Role of ETF in the Flash Crash

Hardy Noman

New Member
Hi David / Shakti (@David Harper, CFA, FRM, CIPM , ShaktiRathore)

Some empirical studies concluded that the volatility spillover from futures to equity markets during the flash crash was heavily caused by ETP's...
How can ETP blamed for this?
Even if ETP's (or ETF's) didn't exist the effect of future flash crash would certainly spread to equities.
i mean, arbitrageurs or other traders (who already have their algo trading softwares set to exploit these discrepancies) would have gone long S&P Futures (after the flash crash) and shorted Equities.
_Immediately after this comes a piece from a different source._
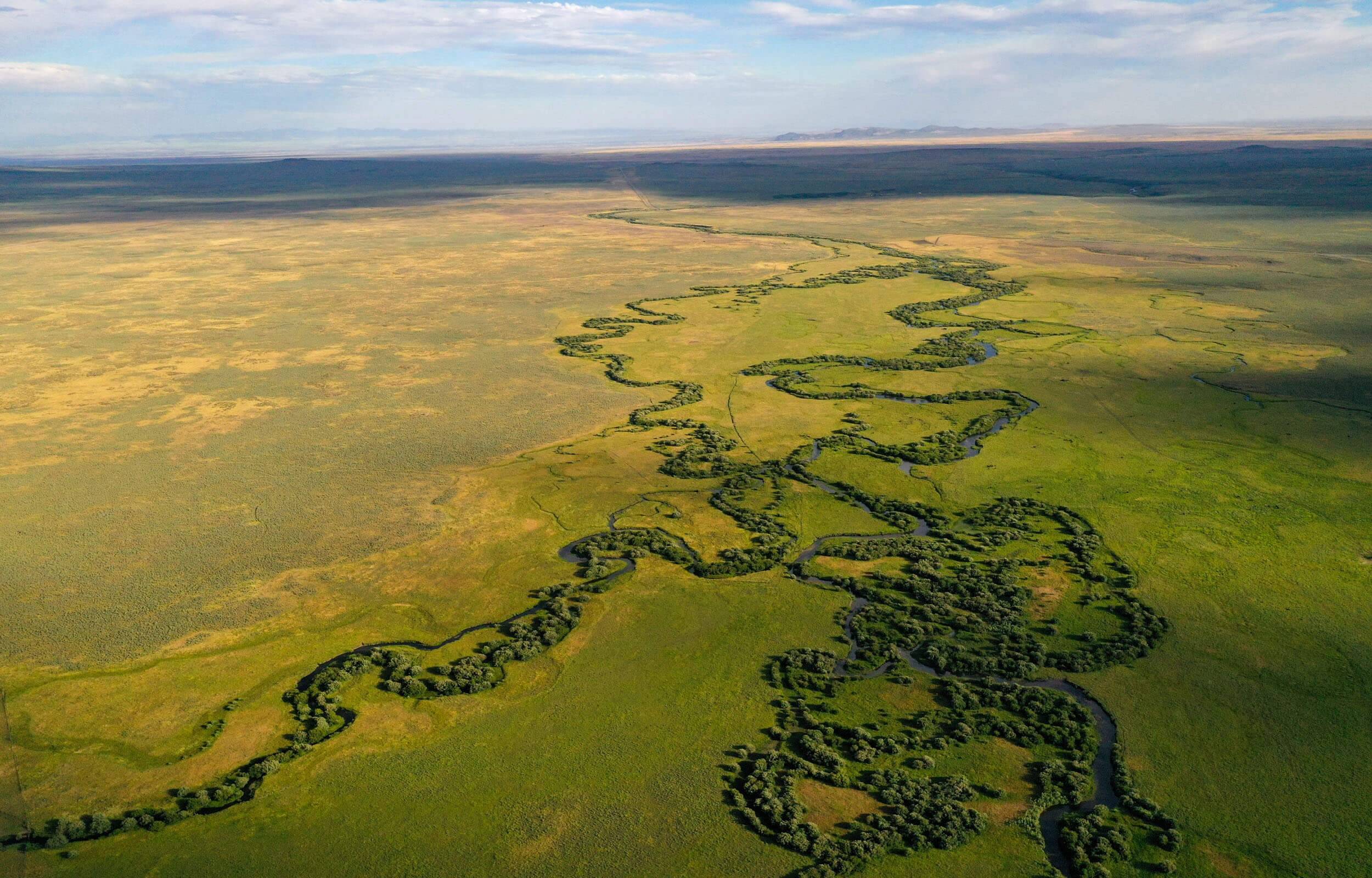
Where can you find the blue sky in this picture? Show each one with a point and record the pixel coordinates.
(136, 67)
Which would reduce price of equity and increase price of S&P Futures...back to the equilibrium point...isn't it?

thank you!
 

ShaktiRathore

Well-Known Member
Subscriber
Hi(as per my understanding i am not sure on answer may be David may help :))
As per i think ETFs are exchange traded funds so if you are long ETFs you also own some equity or a portfolio of equity in the index. So during a flash crash ETFs would certainly make the crash worse as ETFs are sold and that would cause the equity portfolio to be sold thereby causing a spillover to the equities markets. The impact of crash certainly amplifies with this ETFs during the crash because they also put downward pressure on equity markets as more equities are shorted.
If ETFs didn't exist the equities would certainly be affected w/o them , but the flash crash a sudden crash was certainly amplfified by ETFs beacuse not equties but portfolios of them were sold in one go and these algo softwares would sold ETFs but if they were not there equties would have crashed but not certainly in as big a crash as due to ETFs. certainly selling certain equities over time and a bunch of equity in one go(ETF) makes a difference.